In conjunction with the release Wednesday of preliminary station designs for the $1.34 billion Regional Connector, Metro officials launched a new design program aimed at streamlining the look of rail hubs. The approach hinges on what the agency is calling its “kit of parts,” a collection of infrastructure elements and materials, from trash cans to digital display monitors, that will be used to assemble future stations, starting with the three Regional Connector hubs.
The shift aims to get beyond a smorgasbord of materials — red paint and brick floor here, teal tile and a cement landing there and steel and glass somewhere else. The new approach, officials say, will make for a more cohesive look and more efficient maintenance.
“The visual field in general, there’s just a lot of clutter,” said Martha Welborne, Metro’s executive director of countywide planning, said during the presentation at the Los Angeles Times building. “We’re trying to create a framework to organize all this stuff so it doesn’t look quite so cluttered visually and it’s easier for the passenger to find what they need to find.”
The design shift comes in response to a set of directives passed by the Metro board in 2010.
While the designs could evolve over the next year after they’re subjected to community input, the preliminary Regional Connector stations would seem to offer a passenger experience quite different from other Downtown underground stations.
Instead of accessing stations like those for the Red Line via an escalator portal that descends to a mezzanine for ticketing, then further to the platform, Regional Connector riders will get their tickets at street level. Kiosks will be built into aboveground, glass-enclosed station entrances.
While no station will be the same, the three Regional Connector hubs will echo one another through shared materials, namely an emphasis on durable, long-lasting concrete, steel and glass, and drought tolerant plants. The approach is expected to save the agency money in future maintenance savings, though it is unclear whether the kit of parts will lower initial station construction prices.
“We’re still costing it out,” Welborne said. “It’s probably not radically different because we want to use the best materials.”
The Regional Connector is intended to improve connectivity of the existing subway and light-rail network. It will allow passengers to ride from Pasadena to Long Beach, or from East L.A. to Culver City, in one trip. Those rides currently require two transfers.

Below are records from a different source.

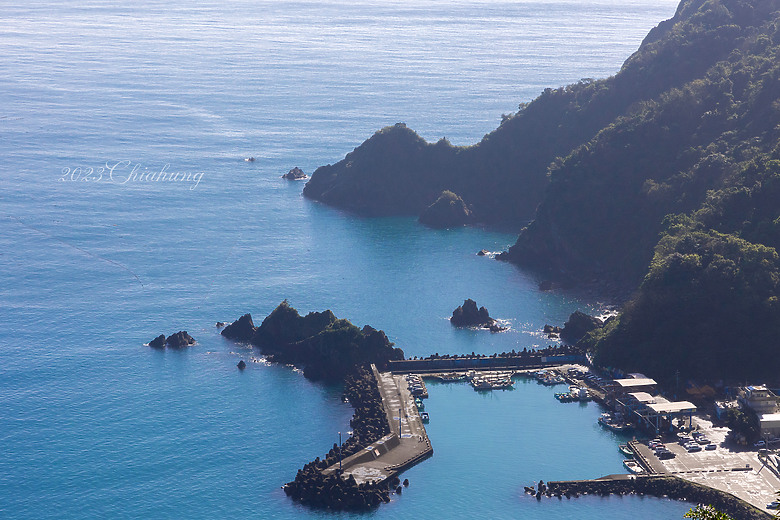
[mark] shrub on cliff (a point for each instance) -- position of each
(326, 347)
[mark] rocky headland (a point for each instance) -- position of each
(448, 211)
(660, 181)
(325, 347)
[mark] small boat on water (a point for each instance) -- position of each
(626, 450)
(451, 378)
(633, 466)
(614, 423)
(565, 397)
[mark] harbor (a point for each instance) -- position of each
(405, 446)
(667, 458)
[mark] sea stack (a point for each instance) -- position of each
(468, 315)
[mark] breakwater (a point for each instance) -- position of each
(552, 356)
(317, 487)
(661, 486)
(362, 473)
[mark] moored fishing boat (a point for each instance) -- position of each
(614, 423)
(633, 466)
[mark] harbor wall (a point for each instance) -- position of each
(482, 363)
(663, 486)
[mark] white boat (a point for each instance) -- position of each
(633, 466)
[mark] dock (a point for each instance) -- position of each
(406, 445)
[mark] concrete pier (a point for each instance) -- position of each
(405, 446)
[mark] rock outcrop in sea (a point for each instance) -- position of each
(179, 339)
(240, 330)
(448, 211)
(468, 315)
(325, 347)
(296, 174)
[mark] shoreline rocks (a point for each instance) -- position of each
(314, 489)
(661, 486)
(324, 346)
(240, 330)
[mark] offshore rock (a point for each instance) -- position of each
(327, 348)
(240, 330)
(448, 211)
(468, 315)
(158, 342)
(296, 174)
(180, 339)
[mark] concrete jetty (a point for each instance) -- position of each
(405, 446)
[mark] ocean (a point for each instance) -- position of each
(97, 256)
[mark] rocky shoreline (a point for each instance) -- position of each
(325, 347)
(312, 487)
(661, 486)
(468, 315)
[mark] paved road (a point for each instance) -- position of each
(404, 420)
(757, 485)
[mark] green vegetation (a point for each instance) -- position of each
(326, 347)
(744, 426)
(664, 177)
(707, 513)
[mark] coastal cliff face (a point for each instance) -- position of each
(326, 347)
(680, 146)
(714, 110)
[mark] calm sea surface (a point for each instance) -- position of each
(96, 262)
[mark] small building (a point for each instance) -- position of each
(759, 399)
(770, 425)
(722, 408)
(624, 386)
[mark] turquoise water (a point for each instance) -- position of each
(95, 425)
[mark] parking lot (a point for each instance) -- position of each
(736, 470)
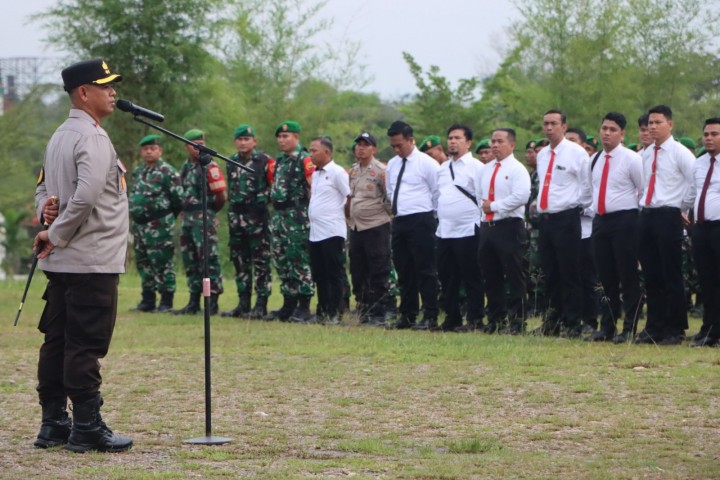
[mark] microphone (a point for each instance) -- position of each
(130, 107)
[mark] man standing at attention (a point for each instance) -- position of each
(156, 199)
(504, 186)
(249, 194)
(617, 181)
(458, 219)
(330, 191)
(191, 234)
(412, 185)
(369, 217)
(669, 192)
(82, 195)
(565, 192)
(290, 193)
(706, 233)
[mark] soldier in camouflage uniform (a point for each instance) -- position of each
(249, 194)
(535, 276)
(191, 234)
(289, 225)
(156, 199)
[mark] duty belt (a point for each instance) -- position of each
(143, 219)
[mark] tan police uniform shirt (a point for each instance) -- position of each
(369, 204)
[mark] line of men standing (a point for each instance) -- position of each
(432, 215)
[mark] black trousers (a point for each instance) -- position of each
(78, 323)
(458, 265)
(370, 266)
(706, 253)
(559, 250)
(660, 234)
(501, 253)
(614, 241)
(589, 279)
(413, 246)
(326, 265)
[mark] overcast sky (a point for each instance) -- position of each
(463, 37)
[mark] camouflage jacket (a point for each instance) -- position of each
(245, 188)
(156, 192)
(191, 175)
(290, 178)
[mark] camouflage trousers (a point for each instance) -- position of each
(154, 256)
(250, 253)
(191, 249)
(290, 246)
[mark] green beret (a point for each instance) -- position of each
(244, 131)
(688, 142)
(288, 126)
(152, 139)
(195, 134)
(430, 142)
(482, 145)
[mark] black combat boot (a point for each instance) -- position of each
(89, 432)
(214, 303)
(166, 299)
(259, 311)
(243, 308)
(192, 307)
(286, 311)
(302, 312)
(147, 304)
(56, 424)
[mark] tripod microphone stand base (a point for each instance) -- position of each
(208, 440)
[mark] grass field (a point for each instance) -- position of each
(337, 402)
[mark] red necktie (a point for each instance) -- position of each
(701, 203)
(546, 183)
(603, 186)
(491, 195)
(651, 186)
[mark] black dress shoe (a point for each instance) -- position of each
(672, 340)
(599, 336)
(705, 341)
(644, 338)
(624, 337)
(403, 324)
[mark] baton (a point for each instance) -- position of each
(54, 200)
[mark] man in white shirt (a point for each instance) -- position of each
(706, 233)
(565, 193)
(328, 230)
(617, 182)
(669, 191)
(504, 188)
(458, 219)
(411, 181)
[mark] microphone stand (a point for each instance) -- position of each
(204, 159)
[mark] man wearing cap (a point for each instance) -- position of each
(411, 183)
(368, 212)
(432, 146)
(82, 196)
(484, 152)
(458, 219)
(249, 194)
(565, 193)
(290, 194)
(191, 233)
(156, 199)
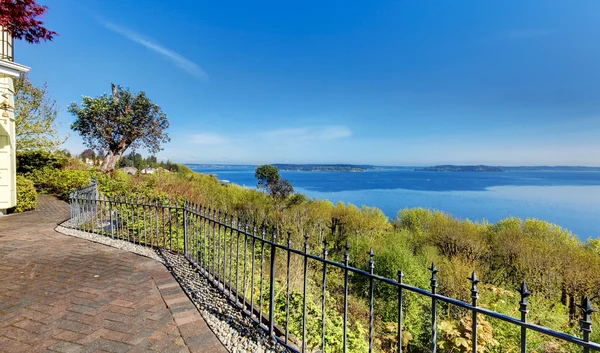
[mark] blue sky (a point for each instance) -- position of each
(378, 82)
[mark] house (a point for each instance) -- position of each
(9, 70)
(130, 170)
(149, 171)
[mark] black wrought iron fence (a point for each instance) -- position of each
(249, 263)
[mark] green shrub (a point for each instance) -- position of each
(30, 161)
(60, 182)
(26, 195)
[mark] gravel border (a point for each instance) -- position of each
(115, 243)
(233, 327)
(237, 332)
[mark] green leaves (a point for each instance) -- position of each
(118, 122)
(35, 117)
(270, 181)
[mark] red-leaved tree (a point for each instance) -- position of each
(20, 18)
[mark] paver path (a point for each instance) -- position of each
(64, 294)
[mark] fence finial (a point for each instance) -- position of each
(434, 272)
(306, 242)
(371, 262)
(585, 323)
(474, 281)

The new link will extend north from the Seventh Street Metro Center station (where the Red, Purple, Blue and Expo lines converge) and travel under Flower Street. It will curve to Hope Street at Second Street where the first of three new stations will get built. Passengers will exit at Hope Street, behind the under-construction Broad museum.
The route continues east to Second Street and Broadway. Tentative plans call for a single portal that will front Broadway, but Metro will ask candidates for the design/build contract to incorporate a second portal that would front Spring Street. That would produce two entrances, officials said (the station rendering depicts the option with two portals).
The third station, at First Street and Central Avenue, will displace three Little Tokyo restaurants. Because trains will rise from underground to link up with the at-grade Gold Line, the station is relatively shallow at about 40 feet — the other stations approach 90 feet in depth.
Metro has started removing underground utilities along the route. That effort will continue through the end of the year. Construction is tentatively slated to start in late 2013, but a pending legal challenge could push that date back. Current plans call for the project to open in 2019.
Thomas Properties Group, one of two Flower Street property owners suing to block Metro’s proposal to tear up a chunk of the Financial District street for construction, has asked a judge to halt the project while its complaint makes its way through court. A hearing is slated for Sept. 14. In the meantime, Metro is proceeding on schedule, agency spokesman Dave Sotero said.
Metro will host two more community meetings to discuss the Regional Connector and station designs, from 1-3 p.m. on Tuesday, Aug. 28, at the Colburn School, and from 6:30-8:30 p.m. on Aug. 29 at the Japanese American National Museum.